Of course, game developers using OSM data are still making games, rather than exact simulations. The real world is not always a well-balanced game design space. “In smaller towns and villages, routes can be unprofitable with realistic numbers,” Polster says. City Bus Manager compensates for this by giving players more financial support, which is a straightforward and useful bit of game design. But when it comes to treating the games as direct representations of the world, it elides some complexity. For example, according to Polster, some players have reached out to their local transportation agencies with data they’ve gathered from playing in their local areas — despite the fact that the game is not actually designed as a faithful recreation of the real world, even if its map is.

Another challenge is that OSM data isn’t always fully reliable. Polster explains that there can be errors or missing data that break very specific areas in the game, requiring PeDePe to manually find the issues and fix them. But OSM is also a volunteer-run program, meaning players can correct the data at the source. “Many of our players contribute directly to OpenStreetMap,” if they find errors in their local area, Polster says, which improves the dataset for everybody, no matter what they’re using it for.

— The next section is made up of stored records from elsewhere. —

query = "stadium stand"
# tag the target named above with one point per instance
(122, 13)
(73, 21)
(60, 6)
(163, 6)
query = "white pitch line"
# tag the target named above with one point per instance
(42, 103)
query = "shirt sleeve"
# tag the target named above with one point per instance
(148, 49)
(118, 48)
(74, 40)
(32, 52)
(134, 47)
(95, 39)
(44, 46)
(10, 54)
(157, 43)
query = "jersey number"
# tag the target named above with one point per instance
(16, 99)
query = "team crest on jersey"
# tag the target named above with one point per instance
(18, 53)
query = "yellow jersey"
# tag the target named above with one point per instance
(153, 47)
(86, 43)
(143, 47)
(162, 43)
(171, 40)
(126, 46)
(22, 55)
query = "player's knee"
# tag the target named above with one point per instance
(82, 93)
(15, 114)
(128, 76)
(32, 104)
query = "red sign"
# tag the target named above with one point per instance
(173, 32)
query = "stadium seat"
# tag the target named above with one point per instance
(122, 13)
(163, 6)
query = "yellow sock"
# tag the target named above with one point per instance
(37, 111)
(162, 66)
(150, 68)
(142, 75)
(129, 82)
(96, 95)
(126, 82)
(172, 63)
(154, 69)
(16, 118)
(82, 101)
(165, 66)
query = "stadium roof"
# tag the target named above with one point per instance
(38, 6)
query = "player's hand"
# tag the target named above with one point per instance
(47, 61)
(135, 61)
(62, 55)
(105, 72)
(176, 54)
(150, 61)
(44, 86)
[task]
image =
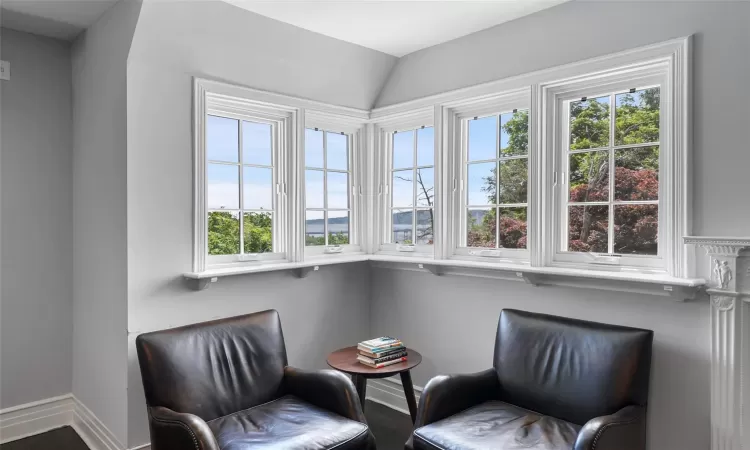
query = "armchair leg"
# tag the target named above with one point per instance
(409, 393)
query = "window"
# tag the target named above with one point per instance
(496, 174)
(613, 173)
(612, 159)
(240, 181)
(586, 171)
(412, 181)
(328, 182)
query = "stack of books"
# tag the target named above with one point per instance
(381, 352)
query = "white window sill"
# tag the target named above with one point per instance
(644, 283)
(201, 280)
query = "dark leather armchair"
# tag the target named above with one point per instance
(225, 385)
(556, 383)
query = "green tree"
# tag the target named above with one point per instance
(513, 189)
(224, 233)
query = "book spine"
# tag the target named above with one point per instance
(389, 357)
(381, 348)
(375, 355)
(381, 365)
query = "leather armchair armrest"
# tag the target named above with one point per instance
(446, 395)
(328, 389)
(623, 430)
(171, 430)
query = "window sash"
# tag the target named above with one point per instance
(350, 139)
(388, 241)
(279, 123)
(461, 202)
(613, 261)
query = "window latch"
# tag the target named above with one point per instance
(606, 259)
(487, 253)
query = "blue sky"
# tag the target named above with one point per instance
(222, 139)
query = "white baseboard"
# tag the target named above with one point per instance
(389, 392)
(38, 417)
(93, 432)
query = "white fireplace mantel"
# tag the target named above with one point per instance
(728, 259)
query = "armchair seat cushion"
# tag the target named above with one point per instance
(288, 423)
(497, 425)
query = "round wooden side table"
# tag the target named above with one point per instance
(345, 360)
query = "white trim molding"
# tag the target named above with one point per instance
(729, 264)
(38, 417)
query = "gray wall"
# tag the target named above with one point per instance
(452, 320)
(99, 208)
(36, 320)
(175, 41)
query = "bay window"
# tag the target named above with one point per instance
(588, 171)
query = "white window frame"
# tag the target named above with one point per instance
(556, 99)
(457, 115)
(544, 91)
(281, 120)
(354, 130)
(290, 116)
(383, 131)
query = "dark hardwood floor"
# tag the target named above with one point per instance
(61, 438)
(391, 429)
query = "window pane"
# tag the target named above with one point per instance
(587, 228)
(257, 231)
(403, 149)
(336, 151)
(514, 176)
(425, 221)
(637, 174)
(589, 123)
(313, 148)
(482, 189)
(481, 227)
(338, 190)
(223, 186)
(483, 138)
(314, 228)
(402, 226)
(589, 177)
(514, 133)
(258, 188)
(426, 146)
(636, 229)
(338, 227)
(425, 187)
(314, 189)
(223, 233)
(256, 143)
(222, 139)
(403, 188)
(512, 227)
(637, 117)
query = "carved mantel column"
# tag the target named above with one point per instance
(729, 290)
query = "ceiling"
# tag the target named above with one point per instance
(395, 27)
(61, 19)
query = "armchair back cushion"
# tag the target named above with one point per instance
(215, 368)
(570, 369)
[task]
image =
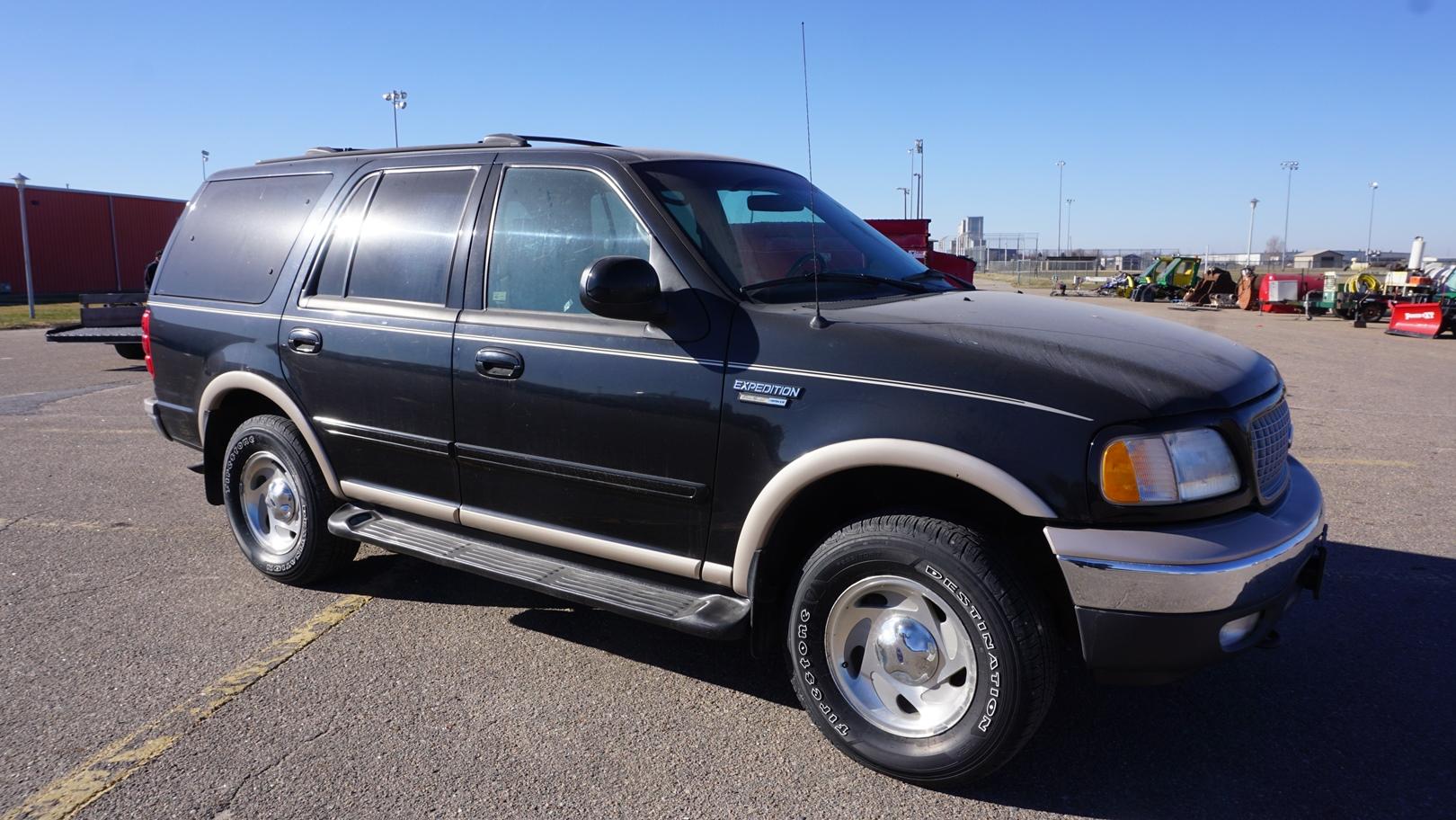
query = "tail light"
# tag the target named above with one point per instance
(146, 341)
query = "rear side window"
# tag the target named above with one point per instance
(408, 236)
(235, 237)
(549, 226)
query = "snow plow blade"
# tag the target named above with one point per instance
(1425, 319)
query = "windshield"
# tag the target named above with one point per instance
(756, 225)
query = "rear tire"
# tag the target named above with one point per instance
(918, 651)
(279, 503)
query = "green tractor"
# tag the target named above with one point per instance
(1168, 277)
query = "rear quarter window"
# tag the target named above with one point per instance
(234, 239)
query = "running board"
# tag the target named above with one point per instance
(709, 615)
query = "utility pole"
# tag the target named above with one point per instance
(396, 102)
(1289, 187)
(1371, 229)
(1248, 254)
(1061, 165)
(25, 244)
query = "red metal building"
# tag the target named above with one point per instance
(80, 241)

Density of data is also a particular issue for the Global Farmer developers, who found that OSM has a lot more information about roads than field systems. There are plenty of areas where individual field boundaries aren’t mapped, making “total grey areas where gameplay actually couldn’t happen.” The developers compensated for this by making a map editor, where players can copy satellite images from other sources to correct the data, but it means that those who don’t want to build their own maps are limited to the places where OSM has detailed data or where other players have shared their creations.
Management sims have often reached for a sense of realism, and OSM data is a useful tool in that toolbox. It also allows players to control environments they know well and can connect with. But it is not a perfect recreation of the world, and even if it was, that isn’t always what games need. According to Feldmann, navigating these factors “can be very frustrating.”
But, just like players, developers are drawn to the idea of blurring the lines between places they know and places they simulate. “It is also super rewarding whenever you manage to find a solution and get great results that are connected to the real world,” Feldmann says.